This feeling is interesting, and very new. During the Baby Boom, people married young (women at 22 or 23) and had kids young, not as a "capstone" to a developed life.
Do you have any insight into why you feel that way?
Not the OP you're replying to, but a parent nonetheless.
From basically the very moment you realize you're having a kid you essentially become the #2 person in your own life. Its more so for the mother, but even the father likely needs to do some maturing in preparation to being a good dad.
If you're hoping to be a good parent you need to start weighing every decision on a basis of where it leads to. There's simple things like affordability: deciding to make smarter financial decisions because you're going to be supporting another human for the next couple decades at least. There's more complex things like suddenly seeing your own health as a liability and needing to straighten yourself out if you want to set a good example. Things get way easier if your life has structure honestly. Having good habits about food prep, cleaning, chores makes things way easier and bad habits really make life more difficult than it needs to be.
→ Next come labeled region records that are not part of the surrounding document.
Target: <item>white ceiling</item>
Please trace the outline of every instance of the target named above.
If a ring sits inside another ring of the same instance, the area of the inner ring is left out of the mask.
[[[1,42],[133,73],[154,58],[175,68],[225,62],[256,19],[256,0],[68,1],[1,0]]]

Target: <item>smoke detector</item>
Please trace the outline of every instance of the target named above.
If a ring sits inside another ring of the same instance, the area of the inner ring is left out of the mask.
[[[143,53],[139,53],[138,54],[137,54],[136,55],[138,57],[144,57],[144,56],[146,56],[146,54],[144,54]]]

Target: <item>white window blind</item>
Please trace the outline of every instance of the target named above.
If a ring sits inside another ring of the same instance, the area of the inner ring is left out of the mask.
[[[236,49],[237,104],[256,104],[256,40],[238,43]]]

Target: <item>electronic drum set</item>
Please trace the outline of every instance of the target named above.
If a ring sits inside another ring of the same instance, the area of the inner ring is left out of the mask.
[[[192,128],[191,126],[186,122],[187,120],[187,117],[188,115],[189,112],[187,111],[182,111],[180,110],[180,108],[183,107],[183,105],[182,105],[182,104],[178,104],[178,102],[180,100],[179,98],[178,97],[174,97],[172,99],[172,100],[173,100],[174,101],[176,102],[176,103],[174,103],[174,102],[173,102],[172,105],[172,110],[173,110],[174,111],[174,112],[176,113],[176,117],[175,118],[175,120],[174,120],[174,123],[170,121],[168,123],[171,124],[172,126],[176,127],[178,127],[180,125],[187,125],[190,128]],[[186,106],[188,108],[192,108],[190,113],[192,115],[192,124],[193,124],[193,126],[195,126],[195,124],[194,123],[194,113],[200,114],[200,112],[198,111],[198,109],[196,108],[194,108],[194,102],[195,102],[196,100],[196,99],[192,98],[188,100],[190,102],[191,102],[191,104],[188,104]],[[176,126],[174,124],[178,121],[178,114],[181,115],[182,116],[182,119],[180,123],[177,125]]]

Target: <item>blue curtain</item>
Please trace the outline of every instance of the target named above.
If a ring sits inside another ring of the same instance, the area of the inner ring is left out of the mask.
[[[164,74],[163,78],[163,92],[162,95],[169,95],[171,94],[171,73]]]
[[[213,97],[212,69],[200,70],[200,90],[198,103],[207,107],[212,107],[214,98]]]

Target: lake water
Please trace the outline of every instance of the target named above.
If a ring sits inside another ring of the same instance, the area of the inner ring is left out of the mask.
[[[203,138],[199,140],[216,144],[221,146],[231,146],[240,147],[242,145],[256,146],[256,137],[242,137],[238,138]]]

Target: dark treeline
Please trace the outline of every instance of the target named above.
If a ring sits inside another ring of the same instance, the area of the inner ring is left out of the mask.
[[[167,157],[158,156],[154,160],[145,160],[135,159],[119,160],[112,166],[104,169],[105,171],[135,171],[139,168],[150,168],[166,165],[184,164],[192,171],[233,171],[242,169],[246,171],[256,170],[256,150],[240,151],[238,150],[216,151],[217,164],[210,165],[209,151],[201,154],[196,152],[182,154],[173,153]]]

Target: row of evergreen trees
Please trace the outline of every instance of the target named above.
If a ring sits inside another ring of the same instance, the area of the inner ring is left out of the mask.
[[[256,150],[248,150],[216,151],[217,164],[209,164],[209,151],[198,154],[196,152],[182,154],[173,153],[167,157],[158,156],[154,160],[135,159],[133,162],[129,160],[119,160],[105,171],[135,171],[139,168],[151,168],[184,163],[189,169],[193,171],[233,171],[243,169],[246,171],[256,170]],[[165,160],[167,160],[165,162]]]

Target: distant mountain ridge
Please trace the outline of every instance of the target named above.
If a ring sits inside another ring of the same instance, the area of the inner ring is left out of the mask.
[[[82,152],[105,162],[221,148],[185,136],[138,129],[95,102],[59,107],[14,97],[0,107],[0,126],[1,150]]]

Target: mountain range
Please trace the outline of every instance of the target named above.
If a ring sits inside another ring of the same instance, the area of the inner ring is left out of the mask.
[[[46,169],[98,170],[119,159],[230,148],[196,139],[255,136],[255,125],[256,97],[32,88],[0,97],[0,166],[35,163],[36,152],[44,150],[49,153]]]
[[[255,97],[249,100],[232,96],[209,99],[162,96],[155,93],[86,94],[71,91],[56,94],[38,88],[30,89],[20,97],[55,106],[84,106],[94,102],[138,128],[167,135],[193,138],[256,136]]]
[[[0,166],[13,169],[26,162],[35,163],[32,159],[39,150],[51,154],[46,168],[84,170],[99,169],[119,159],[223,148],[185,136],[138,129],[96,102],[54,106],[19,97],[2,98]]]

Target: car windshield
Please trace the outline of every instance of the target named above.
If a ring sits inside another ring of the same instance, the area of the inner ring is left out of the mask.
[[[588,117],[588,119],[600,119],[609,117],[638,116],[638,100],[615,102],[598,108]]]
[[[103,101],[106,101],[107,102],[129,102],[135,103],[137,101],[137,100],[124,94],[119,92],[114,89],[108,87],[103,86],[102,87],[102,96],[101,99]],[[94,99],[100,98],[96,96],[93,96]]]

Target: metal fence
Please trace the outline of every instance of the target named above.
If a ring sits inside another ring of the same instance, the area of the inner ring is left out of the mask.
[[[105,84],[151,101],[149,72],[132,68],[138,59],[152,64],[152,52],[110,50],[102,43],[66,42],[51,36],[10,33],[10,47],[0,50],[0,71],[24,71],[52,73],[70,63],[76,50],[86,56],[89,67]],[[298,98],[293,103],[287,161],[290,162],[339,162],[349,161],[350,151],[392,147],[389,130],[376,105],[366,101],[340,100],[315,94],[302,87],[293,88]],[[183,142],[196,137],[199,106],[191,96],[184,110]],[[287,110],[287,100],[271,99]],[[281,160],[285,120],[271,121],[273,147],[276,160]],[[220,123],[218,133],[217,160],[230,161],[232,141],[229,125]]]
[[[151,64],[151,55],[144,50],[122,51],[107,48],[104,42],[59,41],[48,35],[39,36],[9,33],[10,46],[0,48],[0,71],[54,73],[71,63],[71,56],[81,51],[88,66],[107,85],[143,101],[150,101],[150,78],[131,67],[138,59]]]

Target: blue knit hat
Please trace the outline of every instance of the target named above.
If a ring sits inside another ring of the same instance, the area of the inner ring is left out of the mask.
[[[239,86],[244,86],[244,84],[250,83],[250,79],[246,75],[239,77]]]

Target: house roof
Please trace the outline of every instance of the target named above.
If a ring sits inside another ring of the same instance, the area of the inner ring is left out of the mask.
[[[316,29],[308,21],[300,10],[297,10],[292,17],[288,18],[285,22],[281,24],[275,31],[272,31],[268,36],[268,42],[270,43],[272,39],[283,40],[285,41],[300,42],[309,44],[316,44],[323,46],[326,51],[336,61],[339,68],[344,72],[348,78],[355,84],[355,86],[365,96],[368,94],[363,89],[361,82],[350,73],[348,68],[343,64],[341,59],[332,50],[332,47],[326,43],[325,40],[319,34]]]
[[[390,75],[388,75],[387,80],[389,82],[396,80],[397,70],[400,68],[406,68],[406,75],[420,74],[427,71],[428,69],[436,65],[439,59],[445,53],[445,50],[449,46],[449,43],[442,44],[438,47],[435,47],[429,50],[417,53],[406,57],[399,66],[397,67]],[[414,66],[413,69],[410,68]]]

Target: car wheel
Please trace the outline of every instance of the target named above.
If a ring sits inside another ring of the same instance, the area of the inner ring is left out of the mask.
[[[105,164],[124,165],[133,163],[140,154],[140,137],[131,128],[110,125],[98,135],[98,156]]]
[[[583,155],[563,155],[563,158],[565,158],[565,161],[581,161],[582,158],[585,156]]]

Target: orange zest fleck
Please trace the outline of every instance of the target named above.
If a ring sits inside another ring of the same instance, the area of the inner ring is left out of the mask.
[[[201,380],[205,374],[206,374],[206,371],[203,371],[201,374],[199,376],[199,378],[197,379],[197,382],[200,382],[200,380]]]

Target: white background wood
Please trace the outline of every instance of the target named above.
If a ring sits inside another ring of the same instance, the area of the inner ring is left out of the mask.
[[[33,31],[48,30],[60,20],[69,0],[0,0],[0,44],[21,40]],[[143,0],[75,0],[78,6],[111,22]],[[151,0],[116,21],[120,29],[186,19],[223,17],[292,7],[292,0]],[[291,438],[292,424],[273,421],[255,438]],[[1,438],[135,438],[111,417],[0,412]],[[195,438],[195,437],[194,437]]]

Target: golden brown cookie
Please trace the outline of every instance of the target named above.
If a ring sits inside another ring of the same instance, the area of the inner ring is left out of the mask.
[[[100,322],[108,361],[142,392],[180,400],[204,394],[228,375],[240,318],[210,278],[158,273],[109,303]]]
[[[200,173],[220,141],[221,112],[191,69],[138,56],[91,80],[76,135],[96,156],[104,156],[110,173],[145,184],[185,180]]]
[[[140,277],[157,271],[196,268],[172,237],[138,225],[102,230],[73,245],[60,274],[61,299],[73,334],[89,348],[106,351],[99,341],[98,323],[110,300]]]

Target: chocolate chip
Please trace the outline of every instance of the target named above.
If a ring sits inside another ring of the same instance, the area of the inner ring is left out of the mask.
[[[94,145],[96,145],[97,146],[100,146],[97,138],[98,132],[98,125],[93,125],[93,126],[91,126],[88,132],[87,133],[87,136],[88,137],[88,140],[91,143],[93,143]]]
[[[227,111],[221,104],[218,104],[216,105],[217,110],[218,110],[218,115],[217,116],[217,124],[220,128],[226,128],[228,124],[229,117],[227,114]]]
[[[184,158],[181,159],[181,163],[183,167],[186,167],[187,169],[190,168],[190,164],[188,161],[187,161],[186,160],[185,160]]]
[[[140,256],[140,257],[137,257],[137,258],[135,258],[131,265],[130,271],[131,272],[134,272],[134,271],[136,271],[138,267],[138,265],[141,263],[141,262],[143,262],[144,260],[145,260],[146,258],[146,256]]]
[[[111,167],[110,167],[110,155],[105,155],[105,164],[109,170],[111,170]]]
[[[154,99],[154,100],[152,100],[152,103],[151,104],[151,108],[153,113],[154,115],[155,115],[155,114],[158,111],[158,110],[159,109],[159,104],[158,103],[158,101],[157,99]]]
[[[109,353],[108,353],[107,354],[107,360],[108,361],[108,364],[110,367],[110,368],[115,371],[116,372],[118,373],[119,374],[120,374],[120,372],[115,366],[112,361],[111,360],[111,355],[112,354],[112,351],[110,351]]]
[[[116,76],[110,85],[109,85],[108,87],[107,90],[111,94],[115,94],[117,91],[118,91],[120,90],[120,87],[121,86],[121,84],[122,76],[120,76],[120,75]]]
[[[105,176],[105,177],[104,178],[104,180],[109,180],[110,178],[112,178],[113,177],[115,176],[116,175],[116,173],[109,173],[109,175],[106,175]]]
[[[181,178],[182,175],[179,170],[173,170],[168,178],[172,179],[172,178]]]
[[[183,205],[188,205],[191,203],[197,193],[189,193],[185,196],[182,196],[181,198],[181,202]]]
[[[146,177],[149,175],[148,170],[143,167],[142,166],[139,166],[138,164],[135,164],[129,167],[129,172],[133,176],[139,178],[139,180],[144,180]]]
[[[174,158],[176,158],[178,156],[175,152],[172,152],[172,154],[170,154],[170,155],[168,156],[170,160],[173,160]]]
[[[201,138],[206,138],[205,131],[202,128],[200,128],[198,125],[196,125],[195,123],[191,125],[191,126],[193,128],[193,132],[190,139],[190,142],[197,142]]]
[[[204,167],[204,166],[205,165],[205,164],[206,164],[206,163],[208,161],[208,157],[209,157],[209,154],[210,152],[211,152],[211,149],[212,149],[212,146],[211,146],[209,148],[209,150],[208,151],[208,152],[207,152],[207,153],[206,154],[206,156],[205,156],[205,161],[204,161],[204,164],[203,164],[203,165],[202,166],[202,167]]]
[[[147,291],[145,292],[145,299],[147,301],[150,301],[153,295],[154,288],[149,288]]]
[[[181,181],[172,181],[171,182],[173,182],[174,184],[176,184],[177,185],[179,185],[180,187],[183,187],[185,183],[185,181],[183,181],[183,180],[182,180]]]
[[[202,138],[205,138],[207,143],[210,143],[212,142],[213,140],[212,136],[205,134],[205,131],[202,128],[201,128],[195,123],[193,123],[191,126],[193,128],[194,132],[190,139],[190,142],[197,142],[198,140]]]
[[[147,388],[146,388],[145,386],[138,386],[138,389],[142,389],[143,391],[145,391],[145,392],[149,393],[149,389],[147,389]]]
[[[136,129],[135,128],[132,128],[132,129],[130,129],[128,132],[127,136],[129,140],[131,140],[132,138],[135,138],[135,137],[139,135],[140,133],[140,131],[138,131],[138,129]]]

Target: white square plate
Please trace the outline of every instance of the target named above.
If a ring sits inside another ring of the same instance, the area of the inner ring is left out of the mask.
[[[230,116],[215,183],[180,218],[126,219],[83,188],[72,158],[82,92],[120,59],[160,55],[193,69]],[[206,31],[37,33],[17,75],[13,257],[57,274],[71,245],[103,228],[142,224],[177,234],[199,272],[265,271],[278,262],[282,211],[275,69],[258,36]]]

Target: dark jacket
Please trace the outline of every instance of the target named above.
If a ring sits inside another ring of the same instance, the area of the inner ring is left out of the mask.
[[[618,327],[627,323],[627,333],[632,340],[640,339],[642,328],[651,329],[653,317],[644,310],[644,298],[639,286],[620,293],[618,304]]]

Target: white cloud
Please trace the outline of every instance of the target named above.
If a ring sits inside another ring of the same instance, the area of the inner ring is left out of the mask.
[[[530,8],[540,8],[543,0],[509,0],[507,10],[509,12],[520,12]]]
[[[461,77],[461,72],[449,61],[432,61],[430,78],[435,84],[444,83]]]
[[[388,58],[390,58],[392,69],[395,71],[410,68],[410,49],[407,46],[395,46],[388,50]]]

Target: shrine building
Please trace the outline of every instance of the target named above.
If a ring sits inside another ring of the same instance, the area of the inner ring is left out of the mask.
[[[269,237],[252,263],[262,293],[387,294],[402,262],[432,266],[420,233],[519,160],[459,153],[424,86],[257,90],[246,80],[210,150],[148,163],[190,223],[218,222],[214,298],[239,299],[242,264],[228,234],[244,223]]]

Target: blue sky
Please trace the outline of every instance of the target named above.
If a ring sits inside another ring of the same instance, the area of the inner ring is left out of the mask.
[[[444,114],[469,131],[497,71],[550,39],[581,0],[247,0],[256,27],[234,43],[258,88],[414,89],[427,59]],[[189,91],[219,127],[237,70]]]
You also need to adapt quickly. You realize that you don't define your schedule any longer. Whether you sleep at night is up to the kid. As they grow from baby to toddler you start to see how the fundamental things like routine have impacted your child and you can begin to make connections to how you did things 6 months ago impacts how things are going now. Self reflection is huge, knowing how your emotions, your reactions, your behavior is a template this person learns from humbles you.
I think that's the new value system that leads to having children being such a burden. There are sooo many expectations of parents that they spend all their time fulfilling those without questioning any of them.
I always knew my dad was a good dad but only once I had a kid did I really understand how much he had quietly and willing given up because he loved me. More and more each day I understand him better and continue gaining an appreciation for all that he has done for me. All of this thanks to my daughter making me / giving me the chance to see life from the other side.
So that sounds like: in the past there were well defined templates for how to live your life, and people followed them; but now you have to make up your own, continuously figuring things out for yourself, and that is harder to do and needs more maturity.
Do you have any insight into why you feel that way?